The start of this drawing came from hearing the quote, “It’s harder to live with the lies about you than it is to live with the truth about me,” and it took on a different meaning as I sat with the piece longer. Sometimes the lies are not the stories other people create about us. Sometimes the lies are the stories we create to protect ourselves from disappointment. We convince ourselves someone cares more than they do. We ignore the inconsistency, the distance, or the cruelty hidden inside charm. We see the red flags clearly at first, but eventually we cover them with flowers because beauty is sometimes easier to hold than painful truths.
That is why the flowers over the man’s face matter so deeply to me. Flowers symbolize tenderness, romance, apology, and mourning all at once. In this image, they become a mask created from denial. The man hides behind something beautiful because beauty softens reality. Many of us do the same in relationships or connections that slowly wound us. We focus on potential instead of patterns. We romanticize fragments of kindness while ignoring repeated harm. I’m guilty of holding bouquets over my intuition and calling it love. The Flowers are about carrying softness in a harsh world, beauty alongside pain, and truth beneath distortion.
The lace draped across his shoulder carries another layer of meaning. Lace is delicate and intricate, and almost fragile. It represents vulnerability, but also the exhausting effort it takes to remain soft in situations that continuously harden you. There is a quiet sadness in trying to preserve tenderness while constantly betraying yourself to keep peace with someone else. Every time we silence our instincts, excuse poor behavior, or shrink our standards to avoid losing people, we unravel a little internally. The cloth remains beautiful, but delicate things tear easily when stretched too far.

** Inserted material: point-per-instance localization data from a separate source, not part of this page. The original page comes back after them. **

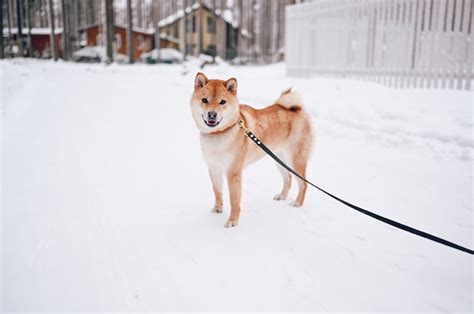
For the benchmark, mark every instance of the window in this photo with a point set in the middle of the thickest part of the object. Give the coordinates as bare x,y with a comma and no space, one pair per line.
191,24
211,25
118,41
140,42
99,39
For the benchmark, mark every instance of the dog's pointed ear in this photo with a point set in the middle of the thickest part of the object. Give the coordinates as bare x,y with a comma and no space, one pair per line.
231,85
200,80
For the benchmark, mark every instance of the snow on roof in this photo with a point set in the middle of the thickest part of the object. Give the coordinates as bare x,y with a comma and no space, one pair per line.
226,15
169,38
34,31
137,29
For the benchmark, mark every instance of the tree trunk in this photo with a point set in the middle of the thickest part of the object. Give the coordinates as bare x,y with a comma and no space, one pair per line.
140,13
20,26
109,21
54,50
182,31
28,22
199,27
130,32
1,29
65,36
157,5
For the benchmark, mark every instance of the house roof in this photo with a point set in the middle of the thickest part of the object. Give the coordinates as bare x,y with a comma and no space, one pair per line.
148,31
226,15
34,31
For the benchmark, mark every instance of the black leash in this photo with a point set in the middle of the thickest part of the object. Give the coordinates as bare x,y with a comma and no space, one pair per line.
390,222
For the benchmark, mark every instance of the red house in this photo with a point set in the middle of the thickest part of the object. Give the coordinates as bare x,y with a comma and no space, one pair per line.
40,40
94,35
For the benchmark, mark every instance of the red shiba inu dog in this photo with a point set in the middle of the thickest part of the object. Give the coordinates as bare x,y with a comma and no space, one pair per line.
284,127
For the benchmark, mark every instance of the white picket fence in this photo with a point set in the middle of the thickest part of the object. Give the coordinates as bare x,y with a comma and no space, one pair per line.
401,43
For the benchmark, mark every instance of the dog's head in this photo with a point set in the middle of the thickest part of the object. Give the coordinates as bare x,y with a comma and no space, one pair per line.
214,103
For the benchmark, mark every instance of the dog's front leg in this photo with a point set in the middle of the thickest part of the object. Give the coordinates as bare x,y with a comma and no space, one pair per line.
234,181
216,178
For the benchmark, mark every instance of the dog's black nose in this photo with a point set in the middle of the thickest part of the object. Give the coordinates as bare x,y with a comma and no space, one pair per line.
212,115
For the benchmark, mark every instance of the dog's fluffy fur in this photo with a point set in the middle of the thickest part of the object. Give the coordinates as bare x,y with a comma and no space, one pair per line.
284,127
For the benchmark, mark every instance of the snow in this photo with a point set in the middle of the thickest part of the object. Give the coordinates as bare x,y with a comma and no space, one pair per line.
34,31
166,54
98,53
106,197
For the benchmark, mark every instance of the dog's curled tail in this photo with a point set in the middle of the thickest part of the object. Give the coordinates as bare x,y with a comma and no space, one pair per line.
290,100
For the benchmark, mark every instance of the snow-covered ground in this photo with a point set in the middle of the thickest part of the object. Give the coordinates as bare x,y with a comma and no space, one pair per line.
106,198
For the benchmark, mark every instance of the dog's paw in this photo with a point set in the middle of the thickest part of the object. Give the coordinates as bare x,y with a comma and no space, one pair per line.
231,223
296,204
279,197
216,209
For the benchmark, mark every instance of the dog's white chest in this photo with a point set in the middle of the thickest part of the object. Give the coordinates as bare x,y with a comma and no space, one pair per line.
218,151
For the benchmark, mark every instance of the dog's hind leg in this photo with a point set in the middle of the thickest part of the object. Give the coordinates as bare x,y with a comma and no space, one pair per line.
216,179
286,176
300,167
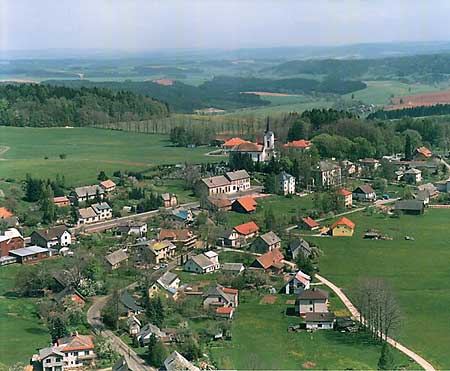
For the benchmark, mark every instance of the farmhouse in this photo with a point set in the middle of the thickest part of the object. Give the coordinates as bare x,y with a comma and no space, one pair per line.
364,193
11,239
342,227
320,321
266,242
30,254
244,205
285,184
58,236
312,301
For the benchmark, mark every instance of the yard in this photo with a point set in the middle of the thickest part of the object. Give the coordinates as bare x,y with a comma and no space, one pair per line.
418,270
87,151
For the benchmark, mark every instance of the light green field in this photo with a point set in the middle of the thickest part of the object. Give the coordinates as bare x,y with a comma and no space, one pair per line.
419,272
88,151
380,92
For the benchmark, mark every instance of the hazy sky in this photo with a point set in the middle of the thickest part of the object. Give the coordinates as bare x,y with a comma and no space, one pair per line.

The water is where the truth lives. Water reflects honestly, but never perfectly. It shifts with movement, emotion, memory, and light. In the drawing, the man’s reflection is blurred because this is what happens when we spend too much time distorting reality for the sake of attachment. We lose clarity not only about others, but about ourselves. The more we ignore red flags, the more disconnected we become from our own voice. Eventually, we stop asking, “Why am I accepting this?” and begin asking, “How much more can I endure?” That blurred reflection represents the moment self-recognition begins slipping away.
What makes denial so dangerous is that it rarely feels destructive in the beginning. It feels hopeful. It feels loyal. It feels patient. But over time, self-abandonment accumulates quietly. The lies we tell ourselves about others become heavier than the truth ever would have been. Because truth may hurt once, but denial forces us to relive the pain repeatedly. The man in the water understands this. That is why his head is lowered. It’s not from weakness, but from exhaustion. There is a specific fatigue that comes from carrying realities we refused to acknowledge because we cared deeply or wanted connection more than honesty.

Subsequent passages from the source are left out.